Apesar de tudo isso, apesar de sua superioridade militar e sua impunidade no cenário internacional, Israel não conseguiu ganhar o relato. Esta é uma das razões que explicam a busca por este cessar-fogo por seu máximo aliado e protetor em Washington. Pela primeira vez, grandes porcentagens das sociedades ocidentais perceberam o caráter colonial e supremacista das políticas israelenses e acompanharam em tempo real seus crimes massivos.
As Cortes de Haia emitiram ordens e opiniões consultivas inéditas que não foram postas em prática pela maioria dos Estados do mundo, mas ainda assim estabelecem um precedente. E, sobretudo, os protestos sociais continuam a crescer em numerosos países, com iniciativas que não puderam ser invisibilizadas, como as flotilhas para romper o bloqueio de Gaza ou os protestos que conseguiram suspender várias etapas da Volta Ciclista a Espanha.
Dois anos após o início do genocídio, as nações aliadas de Israel estavam ficando sem desculpas perante um eleitorado que demanda suspensão de relações e medidas de boicote, como foi feito com a África do Sul do apartheid. A pressão social em países como o Reino Unido, com ações judiciais contra os envios de armamento do Governo britânico, tem aumentado. Diante disso, um plano colonial apresentado como iniciativa de paz pode servir para renovar o relato e justificar a ocupação israelense.
"A Cisjordânia continua sendo alvo do Exército e os colonos, enquanto o Governo israelense impulsiona uma intensificação dos assentamentos e da anexação territorial", recorda Hanan Ashrawy. "A ocupação permanece e a maquinaria da limpeza étnica não parou", adverte o jornalista palestino americano Ahmed Eldin.
Obrigações internacionais
Com sua dinâmica de fatos consumados, ou seja, de violações contínuas, Israel chegou até aqui.
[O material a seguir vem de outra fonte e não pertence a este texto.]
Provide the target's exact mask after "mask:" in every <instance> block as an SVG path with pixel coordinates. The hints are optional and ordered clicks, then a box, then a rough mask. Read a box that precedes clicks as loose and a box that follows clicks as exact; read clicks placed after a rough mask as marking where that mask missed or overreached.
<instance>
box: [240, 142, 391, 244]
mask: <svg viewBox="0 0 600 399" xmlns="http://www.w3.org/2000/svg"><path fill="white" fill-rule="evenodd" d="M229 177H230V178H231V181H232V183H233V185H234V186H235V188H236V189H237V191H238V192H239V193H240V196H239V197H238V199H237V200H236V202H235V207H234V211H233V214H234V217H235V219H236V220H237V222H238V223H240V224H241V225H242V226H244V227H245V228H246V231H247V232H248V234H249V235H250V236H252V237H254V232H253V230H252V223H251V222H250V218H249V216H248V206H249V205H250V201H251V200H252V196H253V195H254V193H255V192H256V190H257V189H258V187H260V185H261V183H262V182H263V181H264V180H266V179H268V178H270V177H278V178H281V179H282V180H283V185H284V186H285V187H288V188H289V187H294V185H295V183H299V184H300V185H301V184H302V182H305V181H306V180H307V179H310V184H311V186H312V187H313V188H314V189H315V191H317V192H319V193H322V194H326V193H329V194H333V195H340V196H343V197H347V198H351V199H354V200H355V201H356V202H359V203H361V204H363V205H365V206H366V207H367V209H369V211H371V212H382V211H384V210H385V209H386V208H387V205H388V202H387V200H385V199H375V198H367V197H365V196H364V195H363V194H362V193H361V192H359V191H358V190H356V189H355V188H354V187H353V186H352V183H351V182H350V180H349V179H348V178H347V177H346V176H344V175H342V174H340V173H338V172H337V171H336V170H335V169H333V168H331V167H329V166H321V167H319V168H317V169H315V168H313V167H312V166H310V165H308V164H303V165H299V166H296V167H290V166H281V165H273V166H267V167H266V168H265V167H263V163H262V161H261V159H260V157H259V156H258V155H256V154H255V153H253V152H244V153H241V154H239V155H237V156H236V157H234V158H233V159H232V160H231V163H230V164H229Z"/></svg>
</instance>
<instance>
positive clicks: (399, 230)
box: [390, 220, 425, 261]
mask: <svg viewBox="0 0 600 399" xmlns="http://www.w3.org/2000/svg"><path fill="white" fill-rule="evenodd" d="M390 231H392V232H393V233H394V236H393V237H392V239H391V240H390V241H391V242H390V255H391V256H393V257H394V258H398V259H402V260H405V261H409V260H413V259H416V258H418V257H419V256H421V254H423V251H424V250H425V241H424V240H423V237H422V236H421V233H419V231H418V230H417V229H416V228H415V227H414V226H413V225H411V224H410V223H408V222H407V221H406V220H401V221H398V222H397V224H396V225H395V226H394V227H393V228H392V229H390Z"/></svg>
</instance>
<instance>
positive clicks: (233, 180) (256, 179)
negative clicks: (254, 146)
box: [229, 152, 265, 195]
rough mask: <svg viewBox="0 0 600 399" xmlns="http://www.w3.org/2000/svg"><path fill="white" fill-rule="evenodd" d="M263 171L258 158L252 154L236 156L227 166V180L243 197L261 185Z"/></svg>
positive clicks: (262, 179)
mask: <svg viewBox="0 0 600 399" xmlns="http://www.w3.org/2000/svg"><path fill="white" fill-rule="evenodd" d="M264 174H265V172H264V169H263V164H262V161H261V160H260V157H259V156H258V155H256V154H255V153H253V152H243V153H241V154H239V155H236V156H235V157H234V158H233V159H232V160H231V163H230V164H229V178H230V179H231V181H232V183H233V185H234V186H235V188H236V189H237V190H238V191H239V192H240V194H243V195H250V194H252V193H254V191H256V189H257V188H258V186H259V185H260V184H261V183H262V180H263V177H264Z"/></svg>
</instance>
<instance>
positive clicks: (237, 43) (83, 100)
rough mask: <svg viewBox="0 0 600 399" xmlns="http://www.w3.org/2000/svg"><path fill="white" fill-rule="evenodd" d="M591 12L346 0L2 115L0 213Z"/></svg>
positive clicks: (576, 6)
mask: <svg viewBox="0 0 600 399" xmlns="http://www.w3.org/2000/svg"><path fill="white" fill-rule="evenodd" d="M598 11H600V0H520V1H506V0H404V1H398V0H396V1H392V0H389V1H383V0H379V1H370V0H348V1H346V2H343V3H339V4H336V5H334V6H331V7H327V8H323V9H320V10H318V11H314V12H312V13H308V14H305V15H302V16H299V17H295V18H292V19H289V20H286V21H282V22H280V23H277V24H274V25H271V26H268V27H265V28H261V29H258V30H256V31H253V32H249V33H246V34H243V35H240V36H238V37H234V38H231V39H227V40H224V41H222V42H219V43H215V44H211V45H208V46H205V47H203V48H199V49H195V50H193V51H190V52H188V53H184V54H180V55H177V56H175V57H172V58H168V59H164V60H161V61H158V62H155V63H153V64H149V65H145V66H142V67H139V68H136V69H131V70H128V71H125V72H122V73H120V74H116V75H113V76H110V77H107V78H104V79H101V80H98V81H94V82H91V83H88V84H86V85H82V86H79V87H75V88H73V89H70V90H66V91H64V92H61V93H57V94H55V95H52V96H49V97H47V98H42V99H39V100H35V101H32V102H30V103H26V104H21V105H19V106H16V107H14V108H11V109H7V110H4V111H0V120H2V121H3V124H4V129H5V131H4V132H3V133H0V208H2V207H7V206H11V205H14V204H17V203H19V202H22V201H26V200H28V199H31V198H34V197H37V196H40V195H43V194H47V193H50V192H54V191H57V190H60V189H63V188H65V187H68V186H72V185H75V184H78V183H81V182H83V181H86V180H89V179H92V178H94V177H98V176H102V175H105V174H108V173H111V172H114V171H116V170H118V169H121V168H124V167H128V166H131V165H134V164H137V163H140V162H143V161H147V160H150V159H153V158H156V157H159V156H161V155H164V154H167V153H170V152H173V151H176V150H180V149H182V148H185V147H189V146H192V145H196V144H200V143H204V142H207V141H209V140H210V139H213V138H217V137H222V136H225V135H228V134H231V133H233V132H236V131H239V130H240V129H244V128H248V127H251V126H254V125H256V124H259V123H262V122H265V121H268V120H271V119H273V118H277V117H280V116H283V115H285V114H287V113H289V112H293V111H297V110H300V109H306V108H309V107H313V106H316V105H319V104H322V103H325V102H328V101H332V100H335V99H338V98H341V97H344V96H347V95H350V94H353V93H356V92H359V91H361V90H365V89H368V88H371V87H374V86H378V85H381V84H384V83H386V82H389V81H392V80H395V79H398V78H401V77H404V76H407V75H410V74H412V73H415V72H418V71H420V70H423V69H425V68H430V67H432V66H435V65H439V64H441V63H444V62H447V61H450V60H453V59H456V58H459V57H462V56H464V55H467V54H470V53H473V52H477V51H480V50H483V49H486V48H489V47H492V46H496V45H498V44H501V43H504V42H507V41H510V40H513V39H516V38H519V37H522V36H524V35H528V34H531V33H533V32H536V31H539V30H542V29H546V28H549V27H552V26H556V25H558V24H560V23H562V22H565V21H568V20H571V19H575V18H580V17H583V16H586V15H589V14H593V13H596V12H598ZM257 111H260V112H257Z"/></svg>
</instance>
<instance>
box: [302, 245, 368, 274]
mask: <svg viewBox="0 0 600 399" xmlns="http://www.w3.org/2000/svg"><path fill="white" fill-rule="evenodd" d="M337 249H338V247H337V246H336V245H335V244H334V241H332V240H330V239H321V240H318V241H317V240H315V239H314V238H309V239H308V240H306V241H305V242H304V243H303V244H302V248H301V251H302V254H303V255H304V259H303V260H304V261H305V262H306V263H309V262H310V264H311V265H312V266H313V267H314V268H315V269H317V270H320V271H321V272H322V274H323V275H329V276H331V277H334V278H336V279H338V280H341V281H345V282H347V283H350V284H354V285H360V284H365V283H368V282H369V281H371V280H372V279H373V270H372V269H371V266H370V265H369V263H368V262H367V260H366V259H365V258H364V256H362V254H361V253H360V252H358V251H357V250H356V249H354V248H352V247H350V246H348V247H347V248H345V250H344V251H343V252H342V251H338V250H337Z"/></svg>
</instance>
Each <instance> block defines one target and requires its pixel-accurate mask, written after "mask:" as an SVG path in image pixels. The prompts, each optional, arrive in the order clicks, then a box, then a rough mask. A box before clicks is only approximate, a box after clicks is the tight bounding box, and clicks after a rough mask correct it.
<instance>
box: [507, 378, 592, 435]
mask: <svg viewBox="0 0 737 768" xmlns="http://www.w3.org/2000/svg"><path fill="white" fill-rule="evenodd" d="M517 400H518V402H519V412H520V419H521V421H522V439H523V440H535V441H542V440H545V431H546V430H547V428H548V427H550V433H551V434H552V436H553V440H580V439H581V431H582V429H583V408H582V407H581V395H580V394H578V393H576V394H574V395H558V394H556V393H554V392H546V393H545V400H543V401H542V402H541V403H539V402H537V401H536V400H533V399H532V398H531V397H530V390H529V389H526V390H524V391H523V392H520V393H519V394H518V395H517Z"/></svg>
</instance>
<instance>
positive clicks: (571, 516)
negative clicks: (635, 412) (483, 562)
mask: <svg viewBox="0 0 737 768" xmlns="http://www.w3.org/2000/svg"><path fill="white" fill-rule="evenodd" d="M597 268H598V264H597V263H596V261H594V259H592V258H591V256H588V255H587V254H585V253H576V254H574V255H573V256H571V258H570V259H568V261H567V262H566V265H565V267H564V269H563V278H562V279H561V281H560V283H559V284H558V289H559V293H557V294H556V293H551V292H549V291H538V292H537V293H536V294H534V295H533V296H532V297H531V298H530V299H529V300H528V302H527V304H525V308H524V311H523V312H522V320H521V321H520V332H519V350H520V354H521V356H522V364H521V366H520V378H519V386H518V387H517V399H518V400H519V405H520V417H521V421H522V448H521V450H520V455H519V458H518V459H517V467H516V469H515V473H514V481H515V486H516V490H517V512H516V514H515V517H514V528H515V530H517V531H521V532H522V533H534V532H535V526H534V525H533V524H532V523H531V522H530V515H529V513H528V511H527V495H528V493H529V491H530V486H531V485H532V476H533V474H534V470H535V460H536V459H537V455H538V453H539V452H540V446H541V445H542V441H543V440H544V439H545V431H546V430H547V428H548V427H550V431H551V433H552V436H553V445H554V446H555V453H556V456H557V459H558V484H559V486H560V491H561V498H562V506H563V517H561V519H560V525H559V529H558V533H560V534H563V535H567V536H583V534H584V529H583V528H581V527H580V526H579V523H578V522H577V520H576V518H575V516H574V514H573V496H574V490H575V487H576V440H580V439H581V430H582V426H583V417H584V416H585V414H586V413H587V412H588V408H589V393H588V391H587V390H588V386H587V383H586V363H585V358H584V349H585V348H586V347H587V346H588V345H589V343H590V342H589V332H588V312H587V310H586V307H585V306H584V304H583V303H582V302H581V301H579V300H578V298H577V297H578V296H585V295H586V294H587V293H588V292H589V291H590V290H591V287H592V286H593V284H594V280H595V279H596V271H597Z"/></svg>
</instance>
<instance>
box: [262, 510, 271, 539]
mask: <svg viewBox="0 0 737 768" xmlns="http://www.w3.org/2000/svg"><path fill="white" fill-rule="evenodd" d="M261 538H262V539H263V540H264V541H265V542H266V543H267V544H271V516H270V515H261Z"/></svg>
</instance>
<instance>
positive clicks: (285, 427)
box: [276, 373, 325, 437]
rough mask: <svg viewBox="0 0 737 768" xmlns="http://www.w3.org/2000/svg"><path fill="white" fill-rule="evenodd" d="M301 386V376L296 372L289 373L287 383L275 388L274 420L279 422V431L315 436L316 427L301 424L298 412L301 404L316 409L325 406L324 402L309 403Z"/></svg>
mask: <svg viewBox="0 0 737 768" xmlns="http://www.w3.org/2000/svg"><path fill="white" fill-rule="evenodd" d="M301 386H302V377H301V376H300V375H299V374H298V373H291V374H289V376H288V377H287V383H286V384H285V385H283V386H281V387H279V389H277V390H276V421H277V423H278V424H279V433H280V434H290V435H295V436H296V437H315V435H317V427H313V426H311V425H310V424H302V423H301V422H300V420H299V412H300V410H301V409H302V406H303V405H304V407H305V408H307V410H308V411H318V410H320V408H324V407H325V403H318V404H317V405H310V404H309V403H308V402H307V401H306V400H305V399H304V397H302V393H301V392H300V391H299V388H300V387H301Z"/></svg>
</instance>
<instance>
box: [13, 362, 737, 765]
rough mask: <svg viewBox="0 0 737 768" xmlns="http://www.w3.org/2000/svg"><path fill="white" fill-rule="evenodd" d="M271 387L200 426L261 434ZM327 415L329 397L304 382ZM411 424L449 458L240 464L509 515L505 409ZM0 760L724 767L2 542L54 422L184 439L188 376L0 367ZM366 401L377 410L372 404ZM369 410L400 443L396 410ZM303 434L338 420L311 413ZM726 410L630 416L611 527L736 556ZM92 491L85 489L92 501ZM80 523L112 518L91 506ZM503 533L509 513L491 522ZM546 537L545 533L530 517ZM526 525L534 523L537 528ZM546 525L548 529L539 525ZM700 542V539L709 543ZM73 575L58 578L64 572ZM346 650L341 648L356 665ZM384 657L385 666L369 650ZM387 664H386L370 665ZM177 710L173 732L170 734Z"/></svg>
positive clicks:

Sem reação política, diplomática, judicial e social global poderá seguir violando o direito internacional.
Por isso, os Estados do mundo, e em concreto aqueles que mantêm acordos preferenciais com Israel – a UE é o maior parceiro comercial de Tel Aviv – devem fazer o que não fizeram até agora: cumprir com o pedido da Corte Internacional de Justiça suspendendo suas relações comerciais para não contribuir para a ocupação ilegal israelense, e fazer uso de todas as vias de pressão que exige a Convenção de Genocídio, para prevenir mais genocídio.
Caso contrário, estaremos diante de outro episódio de hipocrisia internacional que será usado como distração narrativa para seguir justificando crimes de Israel, com os quais se pavimenta mais insegurança para todos os povos do mundo.
Nada começa hoje, começou há décadas com uma limpeza étnica, com um regime de supremacismo legal e com o uso abusivo da força, com o qual Israel conseguiu até hoje o que o direito internacional lhe nega.
Como lembrou a Fundação Hind Rajab, criada em memória de uma menina palestina assassinada a tiros em Gaza – cuja história foi levada ao cinema – e encarregada de reunir provas de crimes, "a mera suspensão de operações militares não põe fim a um processo genocida de natureza material e estrutural". Por isso, prossegue, é necessário "intensificar a mobilização e os esforços para que haja justiça e o povo palestino possa viver livre e seguro em sua terra natal, único caminho para a paz".